İstanbul sarayları denilince akla Topkapı, Dolmabahçe, Yıldız, Beylerbeyi geliyor ama bunlardan çok daha esi bir saray daha var: Tekfur Sarayı.
Bizans döneminde kalma bu saray, geçtiğimiz haziran ayında müzeye dönüştürüldü ve hizmete açıldı. Tekfur kelime anlamı olarak Bizans İmparatorluğu döneminde Anadolu’daki ve Rumeli’deki Hıristiyan beylerine verilen ad imiş.
Bizans İmparatorları tarafından ta 12’inci yüzyıldan beri kullanılan Blakhernai Sarayı kompleksinin günümüze kadar ayakta kalan tek parçası olan Tekfur Sarayı çok büyük değil. Bir yanı İstanbul Surlarına dayanıyor. Ancak ilginç yanı, içinde tek kişilik bir de kilise olması. Muhtemelen Bizans İmparatorları bu tek kişilik kilisede dua ediyorlardı.
1500 yıllık Ayasofya’ya sahip İstanbul’da 9 asırlık bir saray o kadar da eski değil diye düşünebilirsiniz ancak işin gerçeği, bizim gibi gelişmekte olan ülkelerde bu tür eski kurumlar çok korunamıyor.
Binalar bile korunamazken, bina olmayan yapıların uzun süreler korunması ise daha zor. Sözü Taksim Toplantıları’na getireceğim. Taksim Toplantıları 1977 yılında başlamış, 42 yılda 177 toplantı düzenlemiş bir marka. Bu süre içinde, 5 cumhurbaşkanına, 8 meclis başkanına, 9 başbakana, 14 genel başkana, 96 bakana, 9 büyükelçiye ve 65 uzmana konuşma platformu sağlamış. Taksim toplantıları Avukat Osman Ataman başkanlığında yeni bir düzenleme kurulu ile yeni dönemini başlattı.
Geçen hafta 178’inci toplantıda da CHP Genel Başkan Yardımcı ve Parti Sözcüsü Faik Öztrak konuştu. Öztrak ekonomi ile ilgili ayrıntılı bir konuşma yaptı. Türkiye ekonomisi ile ilgili kendisinin ve partisinin görüşlerini iki saate yakın bir süre anlattı. Sonra da yöneltilen soruları yanıtladı. Bazı konuklar Öztrak’ı ve partisini de eleştirdiler.
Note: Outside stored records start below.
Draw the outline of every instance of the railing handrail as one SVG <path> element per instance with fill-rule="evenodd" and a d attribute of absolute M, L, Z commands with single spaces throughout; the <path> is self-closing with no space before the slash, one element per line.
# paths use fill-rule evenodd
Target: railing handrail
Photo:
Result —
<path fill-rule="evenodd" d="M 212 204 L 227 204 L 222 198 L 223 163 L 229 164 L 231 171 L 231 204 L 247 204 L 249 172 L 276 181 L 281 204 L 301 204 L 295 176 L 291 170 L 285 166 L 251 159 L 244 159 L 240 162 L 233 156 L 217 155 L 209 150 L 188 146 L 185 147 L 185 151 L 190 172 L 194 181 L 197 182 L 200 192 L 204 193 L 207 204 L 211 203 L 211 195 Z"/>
Gerek Taksim Toplantıları gerek buna benzer Babıali Toplantıları ve gerekse iletişim amaçlı benzer öteki buluşmalar, toplumların gelişmesini yansıtıyor. Toplum ne kadar gelişmişse, bu tür toplantılar da o kadar uygar havada geçiyor.
10 gün kadar önce, Avrupa Parlamentosu’nda ırkçı bir İtalyan Milletvekili Angelo Ciocca’nın Türkiye aleyhtarı bir şovu vardı. Türk milletvekilleri kendisine bir kutu çikolatayı armağan olarak götürmüşler. Ancak Ciocca, Türkiye’nin Suriye’ye müdahalesini protesto bahanesiyle bu çikolatayı alıp, parlamentonun ortasına koşturdu ve sonra da yere fırlattı.
İtalyan milletvekiline en büyük dersi, oturumu yöneten kadın milletvekili verdi. (Ne yazık ki ismini hiçbir yerde bulamadım.) Bu kadın milletvekili oturduğu yerden sakin sakin İtalyan Milletvekili koştururken, “Lütfen yerinize oturun. Burası bir tartışma meclisi, burada etrafa bir şeyler atmayız ve şiddete başvurmayız. Bu yakışıksız bir davranış ve kesinlikle kabul edilemez” dedi ve yapılanı en sert şekilde eleştirdi. Sonra da İtalyan milletvekiline 5 oturuma katılmama cezası verildi. Umarım bu heyecanlı İtalyan, kutuları sağa sola fırlatmadan eleştiri hakkını kullanabileceğini öğrenmiştir.